If you don’t want to be buried under a mountain of paperwork, why not opt for digital documents instead of printing everything out? Not only will this save a lot of money on paper and ink but it will also conserve energy and help protect the planet. You may even be entitled to one of the many tax breaks and grants issued to organizations committed to achieving their environmental goals.
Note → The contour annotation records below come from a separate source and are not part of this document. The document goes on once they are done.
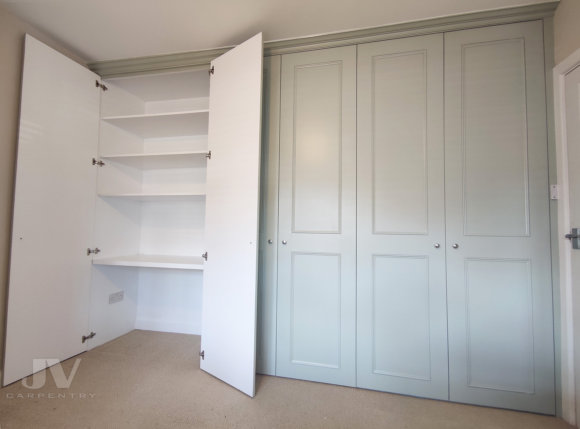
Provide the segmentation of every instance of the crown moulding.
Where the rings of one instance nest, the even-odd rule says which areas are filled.
[[[536,3],[400,24],[391,24],[369,28],[266,42],[264,43],[264,56],[278,55],[401,37],[542,19],[553,16],[559,2],[559,0]],[[95,61],[88,63],[87,66],[89,69],[104,79],[191,70],[209,67],[213,60],[232,48],[234,46],[118,60]]]

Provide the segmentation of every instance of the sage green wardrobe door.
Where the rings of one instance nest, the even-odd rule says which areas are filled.
[[[356,46],[282,56],[276,375],[354,386]]]
[[[542,21],[445,34],[449,399],[554,414]]]
[[[449,398],[443,35],[358,45],[357,386]]]

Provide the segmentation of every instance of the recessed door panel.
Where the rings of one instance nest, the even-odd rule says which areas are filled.
[[[461,54],[465,234],[528,235],[524,39],[467,43]]]
[[[465,259],[469,386],[534,393],[530,263]]]
[[[553,414],[542,32],[445,35],[449,399]]]
[[[340,368],[340,255],[293,252],[292,362]]]
[[[429,380],[426,256],[373,255],[373,373]]]
[[[426,234],[427,52],[372,61],[373,232]]]
[[[294,67],[292,232],[340,232],[342,61]]]
[[[356,384],[356,46],[282,56],[276,375]]]
[[[357,386],[447,399],[443,37],[358,49]]]

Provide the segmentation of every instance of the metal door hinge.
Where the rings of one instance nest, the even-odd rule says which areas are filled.
[[[105,86],[104,84],[99,83],[99,81],[95,81],[95,86],[96,86],[97,88],[102,88],[103,91],[106,91],[107,89],[108,89],[108,88]]]
[[[567,234],[564,236],[572,242],[572,249],[580,249],[580,228],[572,228],[572,234]]]
[[[552,185],[550,187],[550,199],[558,199],[558,186]]]

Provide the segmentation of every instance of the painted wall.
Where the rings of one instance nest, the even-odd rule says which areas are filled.
[[[0,7],[0,356],[4,351],[14,163],[26,33],[86,67],[82,59]]]
[[[580,49],[580,0],[561,0],[554,16],[556,63]]]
This is particularly good news for start-ups with limited funds as the Environment Protection Agency (EPA) is keen to support companies opening up their company in a green manner.

Of course, if you’re used to handing out brochures and leaflets at every company meeting or printing out newsletters whenever you get the chance, going electronic may be a challenge – but here are some things you can try:

  • Using PowerPoint presentations not printouts
  • Communicating via instant messenger apps or email
  • Using financial software to manage your books
  • Downloading accounting software to keep track of figures
  • Arranging digital feedback and review forms
  • Making the most of Google Docs

Going green can help you to make money too

Going green and environmental stability is big news at the moment with many companies doing their bit for the environment. While implementing eco-friendly strategies will certainly save you money, reducing your carbon footprint could also make you a few bucks too. How? Well, consumers care about what brands are doing more than ever before, with many deliberately siding with those who are implementing green policies. Essentially, doing your bit for the environment is a PR dream as it allows you to talk about what everyone wants to hear.

Going green can certainly save your money but it should also improve your reputation too and give you a platform to promote your business.